In order to ensure that the sanctity of the legislative process of a representative democracy is maintained and no elected representative’s views are rendered unheard, Article 118 of our Constitution provides that each House of Parliament is required to make rules for regulating its procedure and conduct of business.
In pursuance of these Rules, an ordinary bill undergoes three readings in each house. This ensures that all elected members, whether belonging to the ruling party, or the opposition, get ample opportunities to voice the concerns of the constituents that they represent. The Rules of Procedure and Conduct of Business in Lok Sabha also allot a time for the debate and discussion on a bill, prescribe its scope, and define as to when a debate or discussion may be adjourned or closed.
A departure from any such debate or discussion before the passing of a Bill in the Parliament becomes antithetical to the principles of participatory governance and constitutional supremacy. The refusal to take the voice of even one elected representative into account while passing a legislation means that the constituents that they represent have been rendered unheard and voiceless by the Parliament.
The Constitution of India has been predicated on the idea that an individual matters, and if the Parliament cannot assure such an individual that their opinion would be heard notwithstanding any opinions that the majority might have, it will cease to be an institution of the people, for the people and by the people. This was, in fact, the view of the Supreme Court in in its judgment in State (NCT of Delhi) versus Union of India(2018), wherein it held that constitutional functionaries work under a scheme of participatory governance and mutual respect which requires the weighing in of the opinions of all constitutional functionaries in order to ensure the welfare of the people.

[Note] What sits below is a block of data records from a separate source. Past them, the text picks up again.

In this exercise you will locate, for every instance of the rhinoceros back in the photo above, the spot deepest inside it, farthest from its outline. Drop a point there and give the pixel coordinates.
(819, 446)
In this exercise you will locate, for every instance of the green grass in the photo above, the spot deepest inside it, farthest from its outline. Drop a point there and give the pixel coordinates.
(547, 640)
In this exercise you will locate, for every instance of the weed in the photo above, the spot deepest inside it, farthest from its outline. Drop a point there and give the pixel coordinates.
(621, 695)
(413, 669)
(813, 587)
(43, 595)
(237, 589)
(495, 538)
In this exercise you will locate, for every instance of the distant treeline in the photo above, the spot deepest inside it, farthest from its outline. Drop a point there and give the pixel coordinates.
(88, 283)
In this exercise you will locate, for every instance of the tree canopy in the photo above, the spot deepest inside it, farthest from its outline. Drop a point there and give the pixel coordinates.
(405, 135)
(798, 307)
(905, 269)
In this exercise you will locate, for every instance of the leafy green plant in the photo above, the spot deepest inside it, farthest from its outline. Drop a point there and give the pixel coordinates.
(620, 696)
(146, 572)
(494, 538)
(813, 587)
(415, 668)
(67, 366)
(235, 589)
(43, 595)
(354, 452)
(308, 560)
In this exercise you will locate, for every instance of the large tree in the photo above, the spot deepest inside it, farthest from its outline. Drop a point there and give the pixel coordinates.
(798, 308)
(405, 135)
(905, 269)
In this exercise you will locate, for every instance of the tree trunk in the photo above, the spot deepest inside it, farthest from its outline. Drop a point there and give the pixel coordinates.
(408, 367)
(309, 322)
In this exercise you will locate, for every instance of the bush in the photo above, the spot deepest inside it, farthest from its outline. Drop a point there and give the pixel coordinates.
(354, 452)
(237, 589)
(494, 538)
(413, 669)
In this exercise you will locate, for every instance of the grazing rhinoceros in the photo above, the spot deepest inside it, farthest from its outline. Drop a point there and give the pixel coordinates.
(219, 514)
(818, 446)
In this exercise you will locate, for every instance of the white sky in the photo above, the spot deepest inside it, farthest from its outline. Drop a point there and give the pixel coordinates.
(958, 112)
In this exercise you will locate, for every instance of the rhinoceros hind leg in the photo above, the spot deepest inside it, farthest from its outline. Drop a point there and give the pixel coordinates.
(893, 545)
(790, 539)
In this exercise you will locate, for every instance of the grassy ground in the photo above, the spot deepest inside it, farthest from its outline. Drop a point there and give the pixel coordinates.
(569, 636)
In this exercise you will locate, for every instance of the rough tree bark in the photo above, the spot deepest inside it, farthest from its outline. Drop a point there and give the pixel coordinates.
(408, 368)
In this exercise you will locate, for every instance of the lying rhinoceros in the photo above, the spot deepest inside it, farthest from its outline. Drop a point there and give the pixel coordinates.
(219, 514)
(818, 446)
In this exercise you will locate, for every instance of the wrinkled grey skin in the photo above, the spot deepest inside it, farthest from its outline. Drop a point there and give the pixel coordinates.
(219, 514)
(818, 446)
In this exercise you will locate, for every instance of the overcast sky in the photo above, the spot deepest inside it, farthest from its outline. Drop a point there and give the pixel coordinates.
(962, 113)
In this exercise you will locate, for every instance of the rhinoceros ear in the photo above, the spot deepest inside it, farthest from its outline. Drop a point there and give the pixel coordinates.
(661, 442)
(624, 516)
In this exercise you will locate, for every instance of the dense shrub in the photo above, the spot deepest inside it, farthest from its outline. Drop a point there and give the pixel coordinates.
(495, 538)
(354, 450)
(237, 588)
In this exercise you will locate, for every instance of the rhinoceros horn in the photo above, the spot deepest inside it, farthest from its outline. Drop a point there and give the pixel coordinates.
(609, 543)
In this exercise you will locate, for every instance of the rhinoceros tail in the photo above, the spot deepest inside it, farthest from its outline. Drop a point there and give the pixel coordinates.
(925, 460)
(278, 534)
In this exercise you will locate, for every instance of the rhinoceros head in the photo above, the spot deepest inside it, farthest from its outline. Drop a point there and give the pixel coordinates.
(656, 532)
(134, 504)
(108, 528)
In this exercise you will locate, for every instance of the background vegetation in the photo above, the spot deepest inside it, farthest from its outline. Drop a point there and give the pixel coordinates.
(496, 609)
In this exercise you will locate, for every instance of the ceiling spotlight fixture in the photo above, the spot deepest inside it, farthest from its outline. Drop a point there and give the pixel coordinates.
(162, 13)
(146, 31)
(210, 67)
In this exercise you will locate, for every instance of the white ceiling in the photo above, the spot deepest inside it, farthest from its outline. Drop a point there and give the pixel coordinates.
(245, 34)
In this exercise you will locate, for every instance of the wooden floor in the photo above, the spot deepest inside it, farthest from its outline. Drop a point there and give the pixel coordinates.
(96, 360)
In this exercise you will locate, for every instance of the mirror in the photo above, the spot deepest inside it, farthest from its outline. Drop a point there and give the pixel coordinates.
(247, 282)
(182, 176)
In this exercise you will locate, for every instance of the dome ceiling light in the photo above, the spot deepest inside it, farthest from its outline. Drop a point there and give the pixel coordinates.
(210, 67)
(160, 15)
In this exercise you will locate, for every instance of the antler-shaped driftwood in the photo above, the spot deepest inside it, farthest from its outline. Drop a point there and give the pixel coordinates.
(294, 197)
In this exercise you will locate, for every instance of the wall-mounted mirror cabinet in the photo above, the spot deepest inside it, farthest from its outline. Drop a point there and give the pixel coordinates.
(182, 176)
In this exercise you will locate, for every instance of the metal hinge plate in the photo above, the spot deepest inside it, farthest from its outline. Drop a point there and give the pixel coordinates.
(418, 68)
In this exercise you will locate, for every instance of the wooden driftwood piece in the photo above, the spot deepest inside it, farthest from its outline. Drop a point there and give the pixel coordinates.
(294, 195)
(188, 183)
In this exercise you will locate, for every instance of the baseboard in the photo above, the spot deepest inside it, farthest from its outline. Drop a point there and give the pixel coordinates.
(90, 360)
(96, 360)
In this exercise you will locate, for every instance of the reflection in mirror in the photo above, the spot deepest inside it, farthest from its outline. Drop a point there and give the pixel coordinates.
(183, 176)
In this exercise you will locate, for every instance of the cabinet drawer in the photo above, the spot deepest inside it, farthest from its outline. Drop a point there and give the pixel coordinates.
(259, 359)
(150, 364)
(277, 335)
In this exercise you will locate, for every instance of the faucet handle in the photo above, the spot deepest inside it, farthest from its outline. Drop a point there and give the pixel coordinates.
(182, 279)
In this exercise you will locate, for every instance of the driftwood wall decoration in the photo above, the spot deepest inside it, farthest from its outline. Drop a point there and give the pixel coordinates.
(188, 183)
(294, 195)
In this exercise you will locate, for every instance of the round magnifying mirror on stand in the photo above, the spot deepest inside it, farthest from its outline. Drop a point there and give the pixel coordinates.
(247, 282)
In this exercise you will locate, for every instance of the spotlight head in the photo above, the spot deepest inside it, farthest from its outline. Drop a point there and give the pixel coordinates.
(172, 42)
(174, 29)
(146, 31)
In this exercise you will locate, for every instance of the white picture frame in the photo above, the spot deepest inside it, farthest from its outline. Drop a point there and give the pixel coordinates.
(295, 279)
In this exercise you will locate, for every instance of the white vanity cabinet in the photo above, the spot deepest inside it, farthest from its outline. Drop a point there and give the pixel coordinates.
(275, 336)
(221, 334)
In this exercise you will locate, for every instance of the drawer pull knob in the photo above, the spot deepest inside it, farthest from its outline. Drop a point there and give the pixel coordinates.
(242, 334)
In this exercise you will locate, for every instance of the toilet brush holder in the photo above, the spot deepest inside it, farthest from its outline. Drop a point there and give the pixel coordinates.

However, as has been observed recently, the laws passed by the Parliament enjoy a presumption of constitutionality which stems either from a one-sided debate or no debate/discussion at all. This is largely due to the whip structure within the Parliament and the single-party majority of the ruling dispensation.
While on one hand, the whip structure and anti-defection laws discourage intra-party dissent and ensure that all votes are along the party lines itself, the single-party majority enables the Members of Parliament to dispense with any debates and discussions, and assume greatness over the institution itself.
It is probably against the backdrop of these apprehensions that the renowned jurist and senior advocate Fali S. Nariman, in his autobiography, Before Memory Fades said that, “Whilst I welcome a single-party majority government, I also fear it”.
The question that arises then is, can a legislative process that subverts constitutional supremacy and does not take into account the voices of the opposition before passing a legislation, give rise to the same presumption of constitutionality as an ideal legislative process envisaged in the Rules of Procedure and Conduct under the Constitution? There are no easy answers to this question. While the law-making power of the Parliament may continue to be presumed as sacred for the times to come, yet, at this juncture, this is definitely a question worth asking.
(Tanishk Goyal is an undergraduate law student at the W.B. National University of Juridical Sciences, Kolkata. The views expressed are personal.)